Semuanya keluar mengikuti ku, sebentar aku melihat ke arah Bapak. "Tenanglah dengan damai di Surga dan maaf aku tidak bisa melindungi Bapak, kenapa bisa seperti ini pak." gumamku dalam hati.
Siapa yang berani melakukan ini sama Bapak? Dan kenapa aku yang jadi tersangkanya? Apa motif dari semua ini? Aku akan membuktikan siapa yang telah membunuh Bapak dan aku akan membersihkan nama baikku.
Aku berjalan keluar, kulihat banyak mata yang membenciku. Biarlah untuk sementara mereka membenciku. Aku mengerti, jika aku berada diposisi mereka aku pun akan marah.
Cacian, makian, hujatan, dan hinaan begitu membuat gatal telingaku. Pikiranku sudah kacau, percuma aku menjelaskan kalau pikiran mereka masih dilanda emosi. Ingin rasanya aku berteriak. Menumpahkan apa yang aku bisa keluarkan.
Sekali lagi Bunda menatapku dengan lembut. Benar, bunda percaya padaku. Aku tersenyum kecil ke arah Bunda. Hanya beliau yang benar-benar mendukungku dan percaya padaku. Tinggal aku yang harus membuktikannya.

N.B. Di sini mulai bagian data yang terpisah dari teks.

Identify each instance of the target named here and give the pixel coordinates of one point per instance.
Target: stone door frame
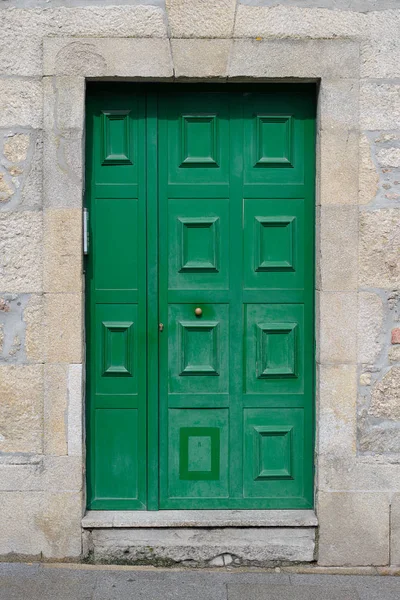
(334, 64)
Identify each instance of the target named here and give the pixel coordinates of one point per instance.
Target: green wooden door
(200, 303)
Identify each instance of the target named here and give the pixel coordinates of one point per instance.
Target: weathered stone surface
(385, 400)
(379, 248)
(21, 252)
(63, 250)
(75, 410)
(370, 327)
(16, 147)
(64, 328)
(21, 408)
(354, 529)
(249, 546)
(63, 169)
(395, 530)
(201, 18)
(200, 58)
(292, 58)
(55, 409)
(389, 157)
(34, 334)
(380, 59)
(379, 105)
(54, 474)
(97, 57)
(48, 524)
(338, 168)
(297, 22)
(338, 325)
(338, 248)
(368, 174)
(21, 102)
(337, 410)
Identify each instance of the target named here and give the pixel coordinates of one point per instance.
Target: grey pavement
(49, 582)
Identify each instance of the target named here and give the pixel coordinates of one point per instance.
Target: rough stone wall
(41, 287)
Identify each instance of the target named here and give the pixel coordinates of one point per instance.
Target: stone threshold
(103, 519)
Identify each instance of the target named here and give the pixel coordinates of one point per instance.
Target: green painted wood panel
(210, 190)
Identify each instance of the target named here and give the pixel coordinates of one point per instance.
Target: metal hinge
(85, 231)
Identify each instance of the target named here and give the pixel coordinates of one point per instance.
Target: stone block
(337, 386)
(338, 168)
(55, 409)
(379, 248)
(379, 105)
(380, 58)
(395, 530)
(293, 58)
(337, 327)
(259, 546)
(201, 18)
(338, 248)
(64, 103)
(21, 252)
(102, 57)
(370, 327)
(297, 22)
(385, 399)
(354, 529)
(63, 250)
(34, 334)
(368, 173)
(53, 474)
(63, 169)
(64, 328)
(203, 58)
(21, 102)
(21, 408)
(75, 412)
(339, 104)
(48, 525)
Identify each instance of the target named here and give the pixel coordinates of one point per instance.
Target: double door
(200, 296)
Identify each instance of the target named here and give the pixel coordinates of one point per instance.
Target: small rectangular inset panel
(116, 137)
(116, 352)
(199, 453)
(274, 339)
(273, 452)
(274, 237)
(273, 449)
(116, 450)
(274, 244)
(199, 348)
(199, 140)
(276, 350)
(117, 348)
(273, 140)
(199, 244)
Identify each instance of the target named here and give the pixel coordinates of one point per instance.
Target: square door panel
(198, 349)
(274, 244)
(198, 452)
(198, 244)
(274, 340)
(116, 346)
(273, 451)
(198, 140)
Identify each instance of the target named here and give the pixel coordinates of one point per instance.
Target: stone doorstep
(211, 538)
(101, 519)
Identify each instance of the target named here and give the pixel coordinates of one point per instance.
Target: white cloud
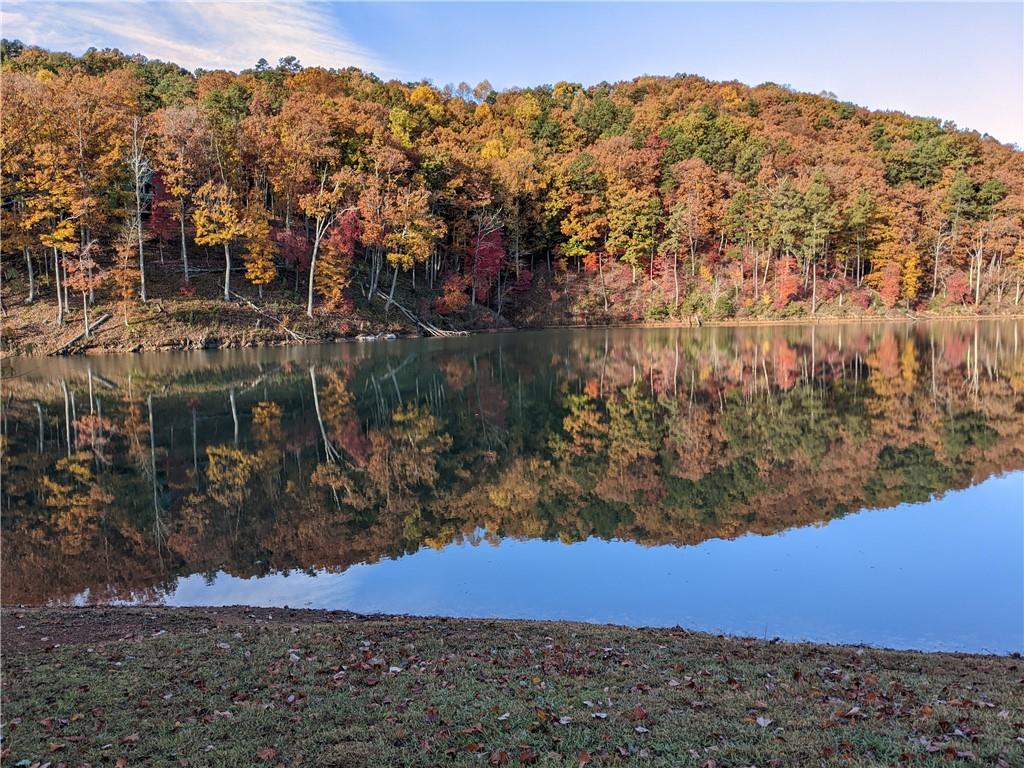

Ku masuki mobil polisi. Aku tersenyum getir, lagi-lagi memikirkan apa yang sebenarnya terjadi. Sungguh tidak masuk diakal. Apakah Tuhan sedang mengujiku? Apakah aku pernah berbuat salah hingga harus menerima ujian seberat ini? Untuk apa aku menerima jabatan tertinggi jika balasannya harus mengalami ini? Tuduhan yang keji. Kalau memang seperti itu, aku lebih baik menjadi bawahan seumur hidup dan bahagia, daripada mendapat posisi tertinggi tapi harus menderita.
Aku hanya datang membawa kabar gembira, malah pulang dengan kabar yang menyedihkan. Sungguh menyedihkannya hidupku.
"Aku tidak bersalah pak, bukan aku," mencoba membela diri atas apa yang tidak aku lakukan.
"Jelaskan saja nanti di kantor, anda berhak untuk diam." pak polisi seperti acuh tidak peduli. Ku tutup mata dengan kedua tanganku. Aku berharap bahwa ini hanyalah mimpi. Benar-benar mimpi, dan aku akan terbangun di esokan hari dengan wajah bahagia, dan dengan jabatan baruku Presdir Rama. Galireyndra.